Bundle API - the interface searchers use to submit bundles. A bundle on Solana is 2-5 transactions that must land atomically in a single block slot, plus a tip transaction to the Jito tip account.

The economics: Jito validators earn tips from every bundle they include on top of their normal validator rewards. In practice, validators running Jito-Solana have earned significantly higher rewards per epoch than validators on the stock client, which has driven adoption to over 60% of Solana stake.

Why This Matters for CeFi Infrastructure Engineers

If you build CeFi exchange connectivity, you might think MEV is purely a DeFi concern. It is not, for three reasons.

Private order flow is now a product. Coinbase, Binance, and other major exchanges have explored or implemented order flow monetization. If you understand how Flashbots built a private order flow auction, you understand the mechanics of what Exchange X is selling when they offer preferential data access to market makers.

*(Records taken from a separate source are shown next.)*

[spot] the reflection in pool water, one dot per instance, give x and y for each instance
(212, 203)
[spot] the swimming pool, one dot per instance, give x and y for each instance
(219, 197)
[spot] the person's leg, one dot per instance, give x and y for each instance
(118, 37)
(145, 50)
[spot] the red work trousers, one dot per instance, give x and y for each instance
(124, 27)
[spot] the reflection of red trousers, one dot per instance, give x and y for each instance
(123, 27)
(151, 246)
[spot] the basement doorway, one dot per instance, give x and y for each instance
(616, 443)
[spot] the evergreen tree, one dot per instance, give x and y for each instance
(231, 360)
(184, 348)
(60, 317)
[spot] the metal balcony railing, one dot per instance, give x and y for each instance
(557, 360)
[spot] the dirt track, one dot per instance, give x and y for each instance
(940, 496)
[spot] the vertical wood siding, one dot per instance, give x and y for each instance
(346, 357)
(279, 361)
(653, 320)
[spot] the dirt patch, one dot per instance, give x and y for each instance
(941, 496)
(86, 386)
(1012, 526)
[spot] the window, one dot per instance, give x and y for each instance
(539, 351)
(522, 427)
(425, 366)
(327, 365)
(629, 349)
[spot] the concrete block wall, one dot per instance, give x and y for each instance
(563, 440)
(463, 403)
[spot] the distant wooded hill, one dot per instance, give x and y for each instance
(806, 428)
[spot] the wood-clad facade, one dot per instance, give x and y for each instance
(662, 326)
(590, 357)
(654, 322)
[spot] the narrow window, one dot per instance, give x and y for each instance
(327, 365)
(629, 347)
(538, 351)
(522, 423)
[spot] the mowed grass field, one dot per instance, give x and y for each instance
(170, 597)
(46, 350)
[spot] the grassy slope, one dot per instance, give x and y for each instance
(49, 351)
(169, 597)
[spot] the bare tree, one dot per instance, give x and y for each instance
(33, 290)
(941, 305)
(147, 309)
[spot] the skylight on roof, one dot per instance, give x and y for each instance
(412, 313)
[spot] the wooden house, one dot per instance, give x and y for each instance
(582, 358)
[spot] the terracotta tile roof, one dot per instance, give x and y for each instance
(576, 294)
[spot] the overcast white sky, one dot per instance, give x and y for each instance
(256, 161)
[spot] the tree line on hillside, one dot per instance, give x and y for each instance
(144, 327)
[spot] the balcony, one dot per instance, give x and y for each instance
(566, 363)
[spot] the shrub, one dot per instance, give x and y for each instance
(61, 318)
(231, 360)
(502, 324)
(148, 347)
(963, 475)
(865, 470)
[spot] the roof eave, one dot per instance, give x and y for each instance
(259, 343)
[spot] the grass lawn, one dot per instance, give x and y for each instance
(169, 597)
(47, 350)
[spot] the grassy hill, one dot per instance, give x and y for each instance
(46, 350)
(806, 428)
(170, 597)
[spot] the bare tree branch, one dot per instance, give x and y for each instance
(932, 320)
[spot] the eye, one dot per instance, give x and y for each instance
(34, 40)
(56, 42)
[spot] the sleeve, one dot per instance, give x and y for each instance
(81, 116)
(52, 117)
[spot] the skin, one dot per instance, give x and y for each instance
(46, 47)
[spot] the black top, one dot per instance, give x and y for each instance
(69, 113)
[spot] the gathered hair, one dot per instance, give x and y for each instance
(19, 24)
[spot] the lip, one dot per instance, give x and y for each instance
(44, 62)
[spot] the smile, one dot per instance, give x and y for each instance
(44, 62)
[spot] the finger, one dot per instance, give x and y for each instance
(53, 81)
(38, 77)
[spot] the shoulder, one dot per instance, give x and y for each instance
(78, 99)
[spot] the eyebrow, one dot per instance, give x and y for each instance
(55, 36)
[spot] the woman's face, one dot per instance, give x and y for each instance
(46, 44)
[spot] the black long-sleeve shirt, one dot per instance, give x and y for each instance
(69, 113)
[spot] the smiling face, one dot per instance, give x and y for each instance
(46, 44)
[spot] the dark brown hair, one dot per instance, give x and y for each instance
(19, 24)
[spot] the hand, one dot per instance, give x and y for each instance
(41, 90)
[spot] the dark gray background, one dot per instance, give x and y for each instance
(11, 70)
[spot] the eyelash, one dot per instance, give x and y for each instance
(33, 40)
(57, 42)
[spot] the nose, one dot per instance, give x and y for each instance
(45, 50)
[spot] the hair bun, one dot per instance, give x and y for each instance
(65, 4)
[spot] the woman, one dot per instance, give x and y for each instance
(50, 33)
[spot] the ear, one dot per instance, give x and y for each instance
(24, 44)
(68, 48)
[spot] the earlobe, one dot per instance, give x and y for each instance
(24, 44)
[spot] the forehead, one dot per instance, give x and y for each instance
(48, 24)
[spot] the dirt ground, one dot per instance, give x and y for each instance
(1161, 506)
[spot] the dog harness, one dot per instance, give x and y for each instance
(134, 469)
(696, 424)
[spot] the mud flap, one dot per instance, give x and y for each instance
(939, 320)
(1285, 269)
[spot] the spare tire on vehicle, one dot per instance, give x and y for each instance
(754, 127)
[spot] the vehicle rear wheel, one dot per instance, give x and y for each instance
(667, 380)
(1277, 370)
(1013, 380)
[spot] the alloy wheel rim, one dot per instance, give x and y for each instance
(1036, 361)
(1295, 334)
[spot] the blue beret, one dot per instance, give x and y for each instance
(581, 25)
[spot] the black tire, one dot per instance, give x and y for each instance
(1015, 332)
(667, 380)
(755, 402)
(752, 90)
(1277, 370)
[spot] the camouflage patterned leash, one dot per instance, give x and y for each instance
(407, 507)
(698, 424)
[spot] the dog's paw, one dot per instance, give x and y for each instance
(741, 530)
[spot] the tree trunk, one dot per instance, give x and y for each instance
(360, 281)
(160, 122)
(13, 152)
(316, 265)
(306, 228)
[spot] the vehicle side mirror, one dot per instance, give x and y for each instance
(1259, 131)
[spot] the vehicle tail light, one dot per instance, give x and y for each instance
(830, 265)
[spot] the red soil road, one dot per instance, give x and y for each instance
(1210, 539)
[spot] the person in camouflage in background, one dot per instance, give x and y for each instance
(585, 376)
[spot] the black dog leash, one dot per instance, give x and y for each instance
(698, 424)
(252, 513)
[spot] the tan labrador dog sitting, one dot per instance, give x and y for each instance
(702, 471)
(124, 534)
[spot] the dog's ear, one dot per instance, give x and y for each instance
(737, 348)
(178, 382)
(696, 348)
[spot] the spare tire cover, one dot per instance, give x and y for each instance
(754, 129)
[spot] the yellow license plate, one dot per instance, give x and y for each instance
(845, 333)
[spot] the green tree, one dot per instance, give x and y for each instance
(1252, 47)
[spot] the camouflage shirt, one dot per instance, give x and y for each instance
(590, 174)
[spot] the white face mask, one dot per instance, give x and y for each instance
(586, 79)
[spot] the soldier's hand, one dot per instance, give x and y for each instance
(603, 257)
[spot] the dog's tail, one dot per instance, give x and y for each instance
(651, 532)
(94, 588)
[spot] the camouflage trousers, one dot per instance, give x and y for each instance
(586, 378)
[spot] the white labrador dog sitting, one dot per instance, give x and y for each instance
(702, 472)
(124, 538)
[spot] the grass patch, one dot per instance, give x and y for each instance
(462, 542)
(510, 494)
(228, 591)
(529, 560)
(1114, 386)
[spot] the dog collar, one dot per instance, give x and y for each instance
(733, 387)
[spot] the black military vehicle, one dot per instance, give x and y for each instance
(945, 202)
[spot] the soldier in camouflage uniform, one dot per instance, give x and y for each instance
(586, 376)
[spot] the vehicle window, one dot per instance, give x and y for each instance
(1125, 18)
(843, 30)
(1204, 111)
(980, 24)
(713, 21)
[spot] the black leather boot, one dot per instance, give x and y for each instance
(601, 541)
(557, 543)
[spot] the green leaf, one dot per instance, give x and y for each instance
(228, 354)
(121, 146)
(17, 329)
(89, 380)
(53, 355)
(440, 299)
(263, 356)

Block space arbitrage between CeFi and DeFi is a real trading strategy. When ETH price moves sharply on Coinbase, there is typically a profitable arbitrage available on Uniswap before on-chain prices fully adjust. The traders running this strategy need low-latency CeFi connectivity and MEV infrastructure simultaneously. Building exchange connectivity without awareness of the on-chain side means building half the picture.

Cross-domain MEV - the extraction of value across the CeFi/DeFi boundary - is where a significant amount of alpha lives in 2026. The infrastructure to participate requires understanding both sides.

How This Breaks in Production

The MEV stack has failure modes that only surface under load or adversarial conditions.

Builder simulation lag - builders simulate bundles locally before including them in a block. If the chain state changes between simulation and block production (due to another transaction landing first), a bundle’s profit calculations may be wrong. Well-built searchers simulate against the latest state aggressively and discard stale bundles rather than submitting ones that will revert.

Relay latency cliffs - validators have a hard deadline for each slot. If MEV-Boost does not receive a valid block header from any relay within the deadline, it falls back to local building. I have seen relay outages during high-congestion periods where 15-20% of slots fell back to local builds for a 20-minute window. Any validator that had not tested this fallback path found out the hard way.

Jito tip account exhaustion - on Solana, the tip account is a known address. During periods of very high MEV competition, the tip transaction queue can back up. Searchers who submit tip transactions without checking recent tip rates end up under-bidding and getting excluded.

Sandwich detection countermeasures - sophisticated protocols now implement slippage protection and private mempool submission (via services like MEV Blocker on Ethereum). As the share of transactions using private submission grows, the set of sandwichable transactions shrinks, compressing that MEV vector. The searchers who survive are the ones focused on pure arbitrage rather than user-harming extraction.

The MEV stack is not a static system. It has evolved faster in the last four years than most exchange infrastructure I have worked on. Understanding its current architecture is table stakes for anyone building serious on-chain infrastructure - and staying current with its evolution is the actual competitive edge.